“It’s optimistic and easy, while stretching the range more to give people all types of solutions for whatever may come,” designer Phillip Lim said of his pre-fall collection. “I always think about transitions as a time to experiment, but experimentation comes also with clothes or ideas that are more rooted in uniforms and classics.”
Picking up where he left off from spring, Lim’s pre-fall collection equally offers versatility and thoughtful details with a balance between loosely structured utility and hyper femininity.
Pieces touched on messages of playful, sexy, cool ease while offering realistic wearability for myriad occasions through convertible, mix and match and pre-styled silhouettes. For instance, a little white one-shouldered cocktail dress in deadstock heavy crepe with elongated neck-tie bow or his take on the three-piece suit: a men’s wear vest with set-in cropped bra and kick-flare trouser. Knitwear, another strong aspect of the collection, offered the same appeal — “mushy” rib flare pants and tops, a hand melano camisole with engineered knit lace, or zip-front halter that alluded to a deconstructed cardigan.

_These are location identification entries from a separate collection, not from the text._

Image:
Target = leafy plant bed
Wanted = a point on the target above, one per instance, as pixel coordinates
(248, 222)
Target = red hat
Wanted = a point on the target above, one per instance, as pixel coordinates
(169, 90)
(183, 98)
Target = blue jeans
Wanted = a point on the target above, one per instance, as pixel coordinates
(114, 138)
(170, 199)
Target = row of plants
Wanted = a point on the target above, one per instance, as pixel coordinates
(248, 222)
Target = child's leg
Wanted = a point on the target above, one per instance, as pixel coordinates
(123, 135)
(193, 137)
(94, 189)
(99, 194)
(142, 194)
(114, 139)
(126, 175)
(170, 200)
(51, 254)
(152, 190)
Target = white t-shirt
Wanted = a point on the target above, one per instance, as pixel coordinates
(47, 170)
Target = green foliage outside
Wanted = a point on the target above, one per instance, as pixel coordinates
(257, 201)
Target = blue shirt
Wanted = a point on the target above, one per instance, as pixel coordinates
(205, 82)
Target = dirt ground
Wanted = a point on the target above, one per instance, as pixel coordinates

Lim’s messaging of transition was synonymous throughout in layered looks (a buttercream cotton and recycled polyester trenchcoat layered over head-to-toe knits) as well as the individual garments themselves. For instance, feminine wardrobe staples with utilitarian flair, like convertible poplin dresses, organic natural denim miniskirts, a new tie-dyed broderie anglaise camp shirt and utility skirt, or playful chunky sandals, boots and colorful mini bags.
“Thinking about the ever-changing and evolving world we live in and responding to that without knowing the story or situation that will last more than two months,” he explained, further emphasizing the collection’s strength in offering real clothes for today’s ever-changing reality.